Parmi tous ces groupes, dont plusieurs font de gros dodos dans le cimetière des « trois petits tours et puis s’en vont », il y a Black Rebel Motorcycle Club qui persiste et signe. Après un début de carrière aussi explosif que pertinent grâce aux albums Take Them On, On Your Own (2003) et le sublime Howl (2005), le déclin habituel, et si prévisible pour la plupart des créateurs rock, s’est amorcé. De Baby 81 (2007) jusqu’à Specter at the Feast (2013), le groupe s’est quelque peu vautré dans un rock plus rassembleur, forcément moins intéressant, du moins pour mes oreilles.
Le 12 janvier dernier, après 5 ans d’absence, Peter Hayes, Robert Levon Been et Leah Shapiro reprenaient du service avec le lancement de leur 8e album studio : Wrong Creatures. Enregistré à Los Angeles sous la férule de Nick Launey (Nick Cave & the Bad Seeds, Arcade Fire, etc.), le trio nous propose un album cathartique. Après la tournée de l’album Specter at the Feast, les trois membres de la formation ont sombré dans une sorte de phase dépressive et mélancolique. Faire du rock dans ce monde exigeant et hyperactif, ça exige beaucoup de ténacité…

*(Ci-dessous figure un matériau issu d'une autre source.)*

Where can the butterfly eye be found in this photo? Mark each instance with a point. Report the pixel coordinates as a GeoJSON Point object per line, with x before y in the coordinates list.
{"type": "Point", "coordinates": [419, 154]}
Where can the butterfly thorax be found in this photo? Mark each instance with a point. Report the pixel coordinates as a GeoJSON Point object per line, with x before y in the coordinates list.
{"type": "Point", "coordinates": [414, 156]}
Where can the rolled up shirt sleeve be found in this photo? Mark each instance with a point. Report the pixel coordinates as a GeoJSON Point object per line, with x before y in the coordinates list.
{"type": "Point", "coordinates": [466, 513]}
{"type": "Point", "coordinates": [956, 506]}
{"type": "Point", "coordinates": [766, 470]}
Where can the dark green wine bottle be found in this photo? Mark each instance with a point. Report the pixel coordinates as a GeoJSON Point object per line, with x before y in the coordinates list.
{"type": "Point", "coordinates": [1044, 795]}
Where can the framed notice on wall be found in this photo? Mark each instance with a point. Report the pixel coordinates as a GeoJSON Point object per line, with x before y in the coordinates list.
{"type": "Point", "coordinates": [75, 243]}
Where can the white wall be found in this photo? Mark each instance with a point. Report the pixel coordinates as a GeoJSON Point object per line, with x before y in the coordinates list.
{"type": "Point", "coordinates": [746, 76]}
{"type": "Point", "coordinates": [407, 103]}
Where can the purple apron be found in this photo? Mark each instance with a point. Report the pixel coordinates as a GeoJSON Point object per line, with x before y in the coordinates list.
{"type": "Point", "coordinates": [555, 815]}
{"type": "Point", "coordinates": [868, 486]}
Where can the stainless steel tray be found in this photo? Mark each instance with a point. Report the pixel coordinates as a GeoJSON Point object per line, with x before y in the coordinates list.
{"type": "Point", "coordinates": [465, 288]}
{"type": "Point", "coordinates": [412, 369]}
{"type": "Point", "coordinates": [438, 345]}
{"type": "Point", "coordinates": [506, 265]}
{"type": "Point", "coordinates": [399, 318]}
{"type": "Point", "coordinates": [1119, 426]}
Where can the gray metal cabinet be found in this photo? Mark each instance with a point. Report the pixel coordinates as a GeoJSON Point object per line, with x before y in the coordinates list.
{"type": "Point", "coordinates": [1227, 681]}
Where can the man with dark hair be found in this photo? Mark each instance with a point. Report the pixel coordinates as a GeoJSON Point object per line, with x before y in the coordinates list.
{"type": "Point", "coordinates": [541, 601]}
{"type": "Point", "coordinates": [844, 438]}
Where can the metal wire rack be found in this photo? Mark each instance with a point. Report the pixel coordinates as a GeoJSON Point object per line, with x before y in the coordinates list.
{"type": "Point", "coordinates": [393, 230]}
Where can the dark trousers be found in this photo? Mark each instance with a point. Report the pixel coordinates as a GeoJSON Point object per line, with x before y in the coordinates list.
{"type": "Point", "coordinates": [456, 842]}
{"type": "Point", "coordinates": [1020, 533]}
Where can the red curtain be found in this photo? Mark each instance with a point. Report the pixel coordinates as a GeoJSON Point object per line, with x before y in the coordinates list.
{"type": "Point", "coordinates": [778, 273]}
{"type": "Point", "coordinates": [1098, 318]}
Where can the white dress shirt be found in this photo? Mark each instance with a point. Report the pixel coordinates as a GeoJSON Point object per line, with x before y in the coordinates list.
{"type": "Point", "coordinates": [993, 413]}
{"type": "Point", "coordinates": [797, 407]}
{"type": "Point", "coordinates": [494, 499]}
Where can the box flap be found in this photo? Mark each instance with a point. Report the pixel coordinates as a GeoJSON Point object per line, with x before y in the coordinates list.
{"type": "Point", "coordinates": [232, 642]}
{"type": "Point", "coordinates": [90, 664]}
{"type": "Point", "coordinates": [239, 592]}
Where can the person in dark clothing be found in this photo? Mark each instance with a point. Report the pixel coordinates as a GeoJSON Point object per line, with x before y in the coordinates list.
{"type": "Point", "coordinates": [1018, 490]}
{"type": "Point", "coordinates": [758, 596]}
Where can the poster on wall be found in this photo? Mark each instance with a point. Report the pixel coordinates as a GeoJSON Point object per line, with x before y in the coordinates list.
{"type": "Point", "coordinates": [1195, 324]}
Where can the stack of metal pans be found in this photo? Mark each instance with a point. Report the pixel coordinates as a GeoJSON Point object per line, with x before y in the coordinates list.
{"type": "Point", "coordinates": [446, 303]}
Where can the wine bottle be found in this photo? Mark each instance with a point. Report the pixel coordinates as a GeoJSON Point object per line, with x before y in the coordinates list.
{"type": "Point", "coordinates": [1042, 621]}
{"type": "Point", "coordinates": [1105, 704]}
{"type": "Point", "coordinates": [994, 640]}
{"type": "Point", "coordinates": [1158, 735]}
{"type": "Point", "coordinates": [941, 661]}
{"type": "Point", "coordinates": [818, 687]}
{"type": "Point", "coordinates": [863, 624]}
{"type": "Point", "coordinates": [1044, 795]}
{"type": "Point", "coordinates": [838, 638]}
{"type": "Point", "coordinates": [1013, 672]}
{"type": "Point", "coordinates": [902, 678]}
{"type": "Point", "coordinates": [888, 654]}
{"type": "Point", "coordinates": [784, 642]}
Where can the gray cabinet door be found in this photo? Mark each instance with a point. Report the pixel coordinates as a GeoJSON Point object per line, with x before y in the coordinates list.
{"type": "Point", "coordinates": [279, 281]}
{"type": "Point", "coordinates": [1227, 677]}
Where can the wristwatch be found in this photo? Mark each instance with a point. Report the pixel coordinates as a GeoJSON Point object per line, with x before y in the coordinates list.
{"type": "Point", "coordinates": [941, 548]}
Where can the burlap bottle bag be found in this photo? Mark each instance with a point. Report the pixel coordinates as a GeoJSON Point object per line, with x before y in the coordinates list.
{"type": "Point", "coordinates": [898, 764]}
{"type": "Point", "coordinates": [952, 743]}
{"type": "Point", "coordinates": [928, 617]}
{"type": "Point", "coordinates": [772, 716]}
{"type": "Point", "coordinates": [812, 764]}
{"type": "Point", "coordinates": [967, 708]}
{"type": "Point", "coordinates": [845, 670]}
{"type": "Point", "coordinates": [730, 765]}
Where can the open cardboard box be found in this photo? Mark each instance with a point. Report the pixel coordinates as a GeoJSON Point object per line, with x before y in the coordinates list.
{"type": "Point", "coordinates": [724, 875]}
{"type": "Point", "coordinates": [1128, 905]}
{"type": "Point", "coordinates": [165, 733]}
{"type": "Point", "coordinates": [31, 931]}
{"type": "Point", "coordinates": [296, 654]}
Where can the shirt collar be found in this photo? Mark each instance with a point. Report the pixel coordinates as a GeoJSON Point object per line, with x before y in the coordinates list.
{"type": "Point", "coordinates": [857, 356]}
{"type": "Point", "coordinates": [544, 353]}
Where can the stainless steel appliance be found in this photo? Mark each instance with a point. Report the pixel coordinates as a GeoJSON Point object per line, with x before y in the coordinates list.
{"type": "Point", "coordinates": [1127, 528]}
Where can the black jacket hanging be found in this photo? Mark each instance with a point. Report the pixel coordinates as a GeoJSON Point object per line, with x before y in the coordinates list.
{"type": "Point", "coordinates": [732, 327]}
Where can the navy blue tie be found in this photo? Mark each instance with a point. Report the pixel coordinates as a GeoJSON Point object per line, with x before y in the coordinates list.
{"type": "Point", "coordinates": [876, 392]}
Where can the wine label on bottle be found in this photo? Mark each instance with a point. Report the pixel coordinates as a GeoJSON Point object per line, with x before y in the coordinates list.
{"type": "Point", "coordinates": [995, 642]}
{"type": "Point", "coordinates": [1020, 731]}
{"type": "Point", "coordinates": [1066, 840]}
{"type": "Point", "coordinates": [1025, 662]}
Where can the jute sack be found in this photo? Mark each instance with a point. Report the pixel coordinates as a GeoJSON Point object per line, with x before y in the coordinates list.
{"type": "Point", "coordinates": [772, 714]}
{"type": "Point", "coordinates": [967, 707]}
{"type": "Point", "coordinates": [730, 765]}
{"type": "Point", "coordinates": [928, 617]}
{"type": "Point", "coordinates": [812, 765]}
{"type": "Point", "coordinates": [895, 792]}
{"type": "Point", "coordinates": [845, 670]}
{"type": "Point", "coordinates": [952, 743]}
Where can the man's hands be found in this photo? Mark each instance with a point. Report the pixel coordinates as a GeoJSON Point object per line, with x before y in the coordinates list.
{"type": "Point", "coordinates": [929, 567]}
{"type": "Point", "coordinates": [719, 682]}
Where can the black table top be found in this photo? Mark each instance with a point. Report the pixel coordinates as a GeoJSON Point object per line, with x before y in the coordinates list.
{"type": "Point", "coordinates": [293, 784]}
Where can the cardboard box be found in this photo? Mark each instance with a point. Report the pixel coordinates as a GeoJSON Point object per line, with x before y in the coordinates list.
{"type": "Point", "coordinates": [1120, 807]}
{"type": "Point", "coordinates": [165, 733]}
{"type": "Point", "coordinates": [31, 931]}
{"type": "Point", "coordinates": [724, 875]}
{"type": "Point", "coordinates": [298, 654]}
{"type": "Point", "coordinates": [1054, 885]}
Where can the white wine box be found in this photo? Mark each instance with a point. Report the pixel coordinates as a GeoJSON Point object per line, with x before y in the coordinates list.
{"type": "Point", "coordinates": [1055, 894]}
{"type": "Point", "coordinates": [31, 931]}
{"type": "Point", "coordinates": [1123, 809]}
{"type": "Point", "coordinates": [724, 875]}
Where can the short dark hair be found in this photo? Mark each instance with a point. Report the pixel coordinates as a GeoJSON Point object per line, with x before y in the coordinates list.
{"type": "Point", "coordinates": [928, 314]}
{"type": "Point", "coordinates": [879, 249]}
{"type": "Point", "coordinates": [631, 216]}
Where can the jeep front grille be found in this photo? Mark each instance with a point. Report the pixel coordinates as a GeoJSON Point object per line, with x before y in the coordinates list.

Pour être honnête avec vous, je ne m’attendais pas à grand-chose de la part de BRMC. Eh bien, à ma grande surprise, le groupe renoue à certains moments avec la fougue des débuts (Little Thing Gone Wild et Carried from the Start), tout en ralentissant le rythme, assez pour ressentir tout le désespoir vécu par Hayes, Been et Shapiro. Certaines pièces, par leur langueur et mélancolie assumées, viennent provoquer frissons et stupeur à la fois. Car le BRMC furieusement garage et psychédélique n’est plus. Certains le déploreront, mais en ce qui me concerne, ce virage « adulte » me plaît.
Les Californiens se rapprochent significativement de ce qu’un groupe comme Black Angels peut créer… en moins enthousiasmant, il va sans dire. Ils ajoutent aussi à leur palette sonore quelques ascendants sonores issus du post-rock. La conclusive All Rise est assez éloquente en ce sens. Parmi les autres pièces significatives à mettre dans vos conduits auditifs, le refrain frémissant et fédérateur (sans être racoleur) dans Calling Them All Away est une réussite mélodique. Par contre, on aurait pu se passer de l’inutile Circus Bazooko; un non-sens dans un disque somme toute cohérent.
Voilà un petit sursaut d’énergie étonnant pour cette formation, malgré l’inévitable décroissance qui afflige une vaste majorité de groupes rock après quelques productions. Bon disque. Pas exceptionnel, mais bon disque malgré tout.